A few snippets:
Will we see an Apple skinny bundle or live-TV streaming service?
Whether we’re providing it or somebody else is, it really doesn’t matter to us. What we’re trying to do is build the platform that allows anybody to get content to consumers. If a Time Warner [Cable] or a DirecTV wants to offer a bundle themselves, they should do it through Apple TV and iPad and iPhone. As a matter of fact, I’m not a big fan of the skinny bundle.
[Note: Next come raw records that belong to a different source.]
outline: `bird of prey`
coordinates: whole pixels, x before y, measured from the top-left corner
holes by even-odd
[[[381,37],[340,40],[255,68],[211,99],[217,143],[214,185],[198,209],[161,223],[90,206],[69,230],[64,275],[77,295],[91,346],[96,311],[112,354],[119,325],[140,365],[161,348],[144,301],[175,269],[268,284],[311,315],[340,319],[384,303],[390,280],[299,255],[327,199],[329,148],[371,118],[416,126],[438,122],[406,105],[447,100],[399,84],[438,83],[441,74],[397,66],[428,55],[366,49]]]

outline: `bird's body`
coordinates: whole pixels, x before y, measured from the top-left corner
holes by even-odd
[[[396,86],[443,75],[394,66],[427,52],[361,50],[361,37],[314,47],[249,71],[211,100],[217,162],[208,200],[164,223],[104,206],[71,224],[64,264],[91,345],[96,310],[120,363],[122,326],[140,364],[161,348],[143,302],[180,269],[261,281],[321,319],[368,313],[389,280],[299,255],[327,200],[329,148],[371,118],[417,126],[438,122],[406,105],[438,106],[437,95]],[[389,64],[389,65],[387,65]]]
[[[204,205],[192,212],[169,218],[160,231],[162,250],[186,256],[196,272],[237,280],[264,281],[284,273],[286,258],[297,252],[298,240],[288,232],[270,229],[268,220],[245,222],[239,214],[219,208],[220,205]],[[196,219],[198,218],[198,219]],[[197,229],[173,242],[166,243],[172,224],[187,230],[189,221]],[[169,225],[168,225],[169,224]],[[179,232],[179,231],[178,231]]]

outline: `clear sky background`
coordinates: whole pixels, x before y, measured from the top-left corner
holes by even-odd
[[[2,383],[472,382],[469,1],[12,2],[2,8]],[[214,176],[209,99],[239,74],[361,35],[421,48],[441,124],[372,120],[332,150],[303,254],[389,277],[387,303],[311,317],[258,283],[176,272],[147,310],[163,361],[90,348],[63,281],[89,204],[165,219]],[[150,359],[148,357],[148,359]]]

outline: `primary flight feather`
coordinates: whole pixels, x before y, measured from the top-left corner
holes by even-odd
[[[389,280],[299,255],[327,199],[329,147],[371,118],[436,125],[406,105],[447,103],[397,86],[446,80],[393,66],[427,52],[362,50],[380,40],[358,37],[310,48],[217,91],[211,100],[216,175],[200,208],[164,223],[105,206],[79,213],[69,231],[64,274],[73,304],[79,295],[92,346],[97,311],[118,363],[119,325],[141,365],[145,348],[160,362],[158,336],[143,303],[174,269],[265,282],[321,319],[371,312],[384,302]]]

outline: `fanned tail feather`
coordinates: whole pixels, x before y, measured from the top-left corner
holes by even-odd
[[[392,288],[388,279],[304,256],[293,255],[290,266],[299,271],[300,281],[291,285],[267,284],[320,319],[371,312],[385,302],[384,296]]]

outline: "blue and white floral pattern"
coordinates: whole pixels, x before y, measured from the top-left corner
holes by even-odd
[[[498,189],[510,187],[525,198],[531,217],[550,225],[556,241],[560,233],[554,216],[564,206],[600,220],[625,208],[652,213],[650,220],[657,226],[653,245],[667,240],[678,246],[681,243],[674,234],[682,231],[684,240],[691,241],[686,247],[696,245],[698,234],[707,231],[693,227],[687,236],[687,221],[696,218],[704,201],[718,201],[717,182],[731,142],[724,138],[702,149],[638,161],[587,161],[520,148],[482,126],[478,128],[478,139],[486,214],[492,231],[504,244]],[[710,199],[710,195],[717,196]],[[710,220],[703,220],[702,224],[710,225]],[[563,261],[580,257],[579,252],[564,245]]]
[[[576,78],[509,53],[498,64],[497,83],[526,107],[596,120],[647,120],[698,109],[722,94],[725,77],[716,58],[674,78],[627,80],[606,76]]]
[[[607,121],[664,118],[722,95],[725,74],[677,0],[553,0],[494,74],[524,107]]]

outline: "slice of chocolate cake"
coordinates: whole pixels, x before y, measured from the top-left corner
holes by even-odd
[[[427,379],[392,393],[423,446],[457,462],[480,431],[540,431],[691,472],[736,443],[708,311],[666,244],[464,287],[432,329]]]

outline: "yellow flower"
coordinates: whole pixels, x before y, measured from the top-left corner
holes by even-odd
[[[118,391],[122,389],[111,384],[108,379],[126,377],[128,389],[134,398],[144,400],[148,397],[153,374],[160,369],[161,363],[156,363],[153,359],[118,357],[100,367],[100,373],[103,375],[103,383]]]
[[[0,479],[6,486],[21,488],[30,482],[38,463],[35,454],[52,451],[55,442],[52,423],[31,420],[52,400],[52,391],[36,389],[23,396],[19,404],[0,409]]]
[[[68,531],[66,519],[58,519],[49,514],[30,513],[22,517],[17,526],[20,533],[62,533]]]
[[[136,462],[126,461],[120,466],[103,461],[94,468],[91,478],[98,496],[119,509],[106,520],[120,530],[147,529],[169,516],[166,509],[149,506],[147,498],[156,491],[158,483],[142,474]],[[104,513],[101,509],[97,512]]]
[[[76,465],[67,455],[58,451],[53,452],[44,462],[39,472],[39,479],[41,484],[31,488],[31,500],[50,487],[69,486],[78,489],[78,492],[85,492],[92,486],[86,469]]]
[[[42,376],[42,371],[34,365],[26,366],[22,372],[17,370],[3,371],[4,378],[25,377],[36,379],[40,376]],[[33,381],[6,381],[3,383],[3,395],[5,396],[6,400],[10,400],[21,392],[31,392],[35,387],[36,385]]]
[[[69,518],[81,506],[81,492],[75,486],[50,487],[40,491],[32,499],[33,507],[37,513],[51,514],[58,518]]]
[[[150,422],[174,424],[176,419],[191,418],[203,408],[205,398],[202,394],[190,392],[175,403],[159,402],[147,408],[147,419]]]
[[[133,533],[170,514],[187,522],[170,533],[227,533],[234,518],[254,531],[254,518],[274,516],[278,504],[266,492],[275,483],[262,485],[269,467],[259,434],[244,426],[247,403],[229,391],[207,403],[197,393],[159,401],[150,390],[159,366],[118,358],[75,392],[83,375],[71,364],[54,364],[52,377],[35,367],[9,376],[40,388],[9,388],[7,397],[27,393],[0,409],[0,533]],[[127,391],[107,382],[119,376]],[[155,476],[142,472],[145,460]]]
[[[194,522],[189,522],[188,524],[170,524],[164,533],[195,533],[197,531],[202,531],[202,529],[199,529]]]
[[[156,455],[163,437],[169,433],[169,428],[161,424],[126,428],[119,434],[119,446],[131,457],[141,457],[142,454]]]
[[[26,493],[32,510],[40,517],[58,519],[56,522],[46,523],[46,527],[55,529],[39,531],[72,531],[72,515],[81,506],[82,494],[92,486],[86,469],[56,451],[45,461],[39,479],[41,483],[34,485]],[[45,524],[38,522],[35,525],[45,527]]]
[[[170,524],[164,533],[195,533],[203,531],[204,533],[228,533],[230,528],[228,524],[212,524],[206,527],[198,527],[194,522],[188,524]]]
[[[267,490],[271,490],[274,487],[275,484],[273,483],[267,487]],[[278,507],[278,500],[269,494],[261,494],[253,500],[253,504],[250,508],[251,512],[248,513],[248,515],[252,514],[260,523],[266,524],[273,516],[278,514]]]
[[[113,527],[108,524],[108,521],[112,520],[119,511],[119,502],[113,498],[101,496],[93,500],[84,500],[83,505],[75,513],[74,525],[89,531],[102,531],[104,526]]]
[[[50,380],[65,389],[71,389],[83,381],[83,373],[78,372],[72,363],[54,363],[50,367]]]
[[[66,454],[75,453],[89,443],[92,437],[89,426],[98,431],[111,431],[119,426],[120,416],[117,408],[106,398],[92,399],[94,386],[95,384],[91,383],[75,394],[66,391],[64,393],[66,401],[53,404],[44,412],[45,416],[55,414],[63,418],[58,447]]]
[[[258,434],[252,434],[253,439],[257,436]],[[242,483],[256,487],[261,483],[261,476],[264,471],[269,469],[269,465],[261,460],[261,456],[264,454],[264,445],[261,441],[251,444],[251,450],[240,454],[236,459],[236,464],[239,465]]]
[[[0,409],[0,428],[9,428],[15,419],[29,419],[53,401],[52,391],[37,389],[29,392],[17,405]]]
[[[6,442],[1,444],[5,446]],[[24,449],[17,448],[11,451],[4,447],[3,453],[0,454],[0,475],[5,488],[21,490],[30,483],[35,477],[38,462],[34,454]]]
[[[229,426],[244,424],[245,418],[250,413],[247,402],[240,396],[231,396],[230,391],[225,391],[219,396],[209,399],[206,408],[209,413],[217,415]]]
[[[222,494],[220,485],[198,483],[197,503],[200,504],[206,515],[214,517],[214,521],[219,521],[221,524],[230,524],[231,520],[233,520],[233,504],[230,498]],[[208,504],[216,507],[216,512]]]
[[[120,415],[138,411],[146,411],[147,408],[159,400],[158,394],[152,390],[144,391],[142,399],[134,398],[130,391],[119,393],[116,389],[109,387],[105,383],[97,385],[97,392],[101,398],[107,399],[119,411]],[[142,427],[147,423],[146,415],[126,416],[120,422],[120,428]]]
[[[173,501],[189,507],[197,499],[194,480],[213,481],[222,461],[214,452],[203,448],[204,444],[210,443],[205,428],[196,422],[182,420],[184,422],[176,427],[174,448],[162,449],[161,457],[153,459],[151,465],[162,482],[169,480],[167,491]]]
I think it’s a misconception. Most people, at the end of the day, end up paying more, not less, for the things they love… People pay for Netflix as an add-on to TV, and they’re happy doing it. And why is that? Because they’re happy with what they’re getting from Netflix. So the question to ask about skinny bundles is, why are customers not happy?
So, why aren’t they happy?
They’re not getting the features that they want. The fact that I have to set things to record seems idiotic. And channel guides — I get home and I want to watch a Duke basketball game; why do I have to go hunting to find out what channel it’s on? Why can’t I just say, “I want to watch Duke basketball.” Or, even better, why doesn’t the system know that? “Here’s the Duke basketball game.” Those technical capabilities exist today. They just don’t exist for television.
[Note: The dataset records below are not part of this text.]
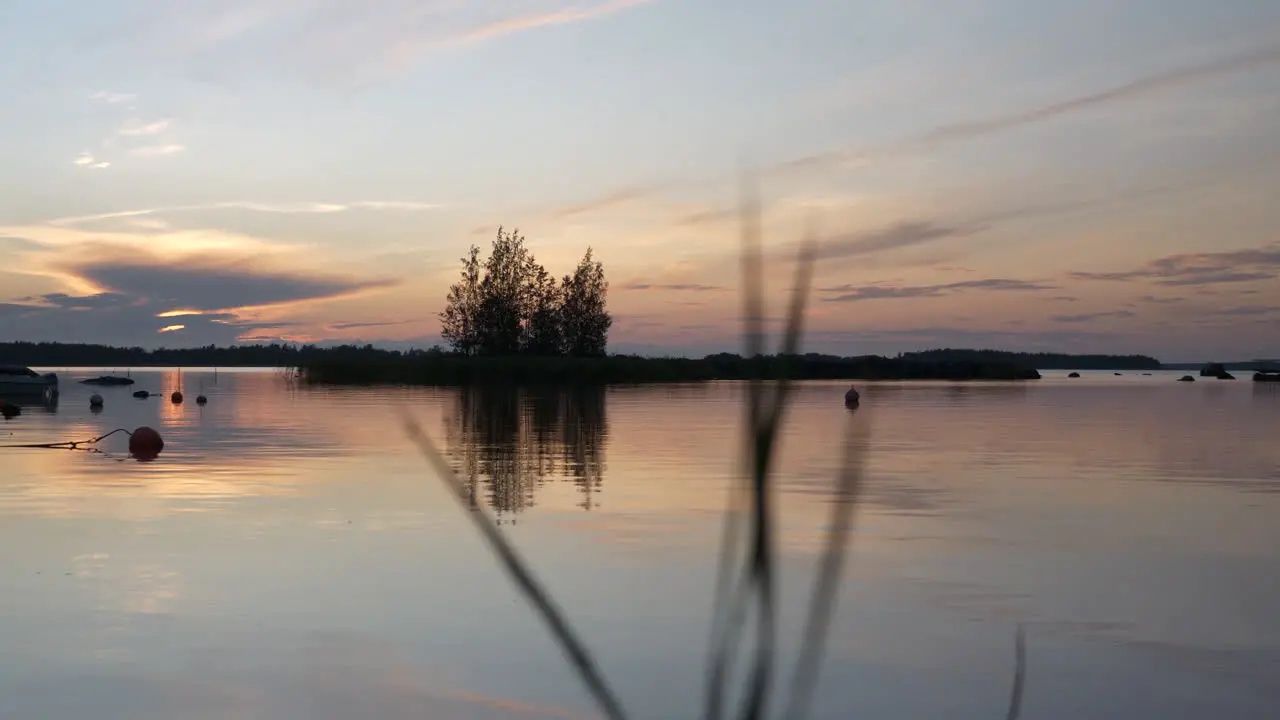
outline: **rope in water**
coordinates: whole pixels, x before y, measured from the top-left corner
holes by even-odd
[[[92,440],[67,440],[64,442],[52,442],[52,443],[27,443],[23,445],[0,445],[0,448],[54,448],[54,449],[60,449],[60,450],[78,450],[80,449],[81,445],[95,445],[98,443],[99,440],[106,440],[107,438],[111,437],[112,435],[115,435],[116,433],[124,433],[125,435],[129,435],[130,437],[133,436],[132,432],[125,430],[124,428],[116,428],[115,430],[112,430],[106,435],[99,435],[98,437],[93,438]]]

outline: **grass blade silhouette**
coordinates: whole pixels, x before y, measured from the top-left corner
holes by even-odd
[[[1018,720],[1022,714],[1022,692],[1027,682],[1027,638],[1022,625],[1018,626],[1018,634],[1013,639],[1013,689],[1009,691],[1009,710],[1005,720]]]
[[[734,483],[725,521],[720,566],[717,572],[716,612],[707,670],[704,717],[719,720],[723,715],[725,685],[744,631],[747,609],[756,601],[756,652],[748,678],[740,717],[761,718],[768,706],[772,686],[776,633],[774,587],[774,540],[769,474],[775,457],[776,440],[786,410],[790,383],[787,361],[796,353],[803,333],[804,307],[808,298],[816,253],[813,243],[802,243],[796,268],[794,294],[784,328],[782,347],[774,358],[777,377],[764,384],[764,279],[760,247],[759,203],[754,187],[744,182],[742,208],[743,322],[746,355],[753,373],[747,384],[746,482]],[[749,498],[744,512],[740,500]],[[743,525],[749,521],[747,534]],[[736,547],[745,536],[746,554],[741,573],[733,571]]]
[[[840,586],[844,556],[853,531],[853,518],[861,499],[866,463],[865,438],[855,438],[857,418],[854,410],[846,420],[844,460],[836,478],[836,494],[831,501],[831,529],[814,578],[809,597],[809,614],[805,620],[804,638],[791,679],[791,694],[783,714],[788,720],[801,720],[809,714],[809,702],[818,681],[818,669],[826,648],[827,628]]]
[[[453,472],[453,468],[449,467],[449,461],[445,459],[444,455],[435,446],[435,443],[427,437],[426,433],[423,432],[413,418],[406,414],[404,422],[409,438],[413,440],[426,459],[435,467],[436,473],[440,476],[441,481],[449,486],[454,498],[458,500],[459,504],[462,504],[465,491],[462,482]],[[468,508],[465,508],[464,505],[464,509]],[[600,710],[605,717],[610,720],[624,720],[626,713],[623,711],[621,703],[618,702],[617,696],[614,695],[605,682],[604,675],[600,672],[595,658],[592,657],[590,651],[578,638],[573,628],[569,626],[568,620],[564,618],[563,613],[551,599],[551,596],[543,589],[542,584],[533,576],[533,571],[529,569],[524,559],[520,557],[520,554],[516,552],[511,543],[498,530],[487,512],[481,508],[475,508],[469,509],[467,515],[472,518],[476,528],[480,530],[480,534],[488,542],[489,549],[498,557],[503,570],[507,572],[512,582],[524,594],[525,599],[533,605],[538,615],[547,624],[552,637],[560,645],[560,649],[578,672],[578,676],[582,678],[583,684],[587,686],[587,691],[591,693],[592,698],[600,706]]]
[[[739,220],[742,223],[742,321],[743,344],[748,363],[757,363],[763,347],[761,331],[762,308],[762,273],[758,256],[751,250],[760,244],[760,207],[754,188],[746,178],[742,179],[742,204],[739,209]],[[758,373],[757,373],[758,374]],[[751,447],[753,433],[757,427],[759,412],[759,380],[753,378],[747,384],[747,402],[745,405],[745,426],[747,431],[747,447]],[[744,472],[750,472],[747,467]],[[730,670],[730,662],[737,654],[737,627],[743,622],[746,613],[748,596],[745,588],[737,587],[745,579],[739,579],[735,572],[737,548],[743,534],[745,521],[744,505],[747,500],[747,487],[737,482],[730,483],[728,508],[725,511],[724,530],[720,544],[720,558],[716,570],[716,590],[711,619],[711,643],[706,670],[706,697],[703,716],[707,720],[719,720],[723,714],[724,686]]]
If an agent came to you with a show pack-aged with a big star, you wouldn’t take it?
Probably not right now. We’re not in the business of trying to create TV shows. If we see it being complementary to the things we’re doing at Apple Music or if we see it being something that’s innovative on our platform, we may help them and guide them and make suggestions. But we’re not trying to compete with Netflix or compete with Comcast.
Tons more in the full article here.
MacDailyNews Take: A cynic might add to Cue’s quote thusly: “I’m not a big fan of the skinny bundle” ever since I couldn’t get the deals hammered out.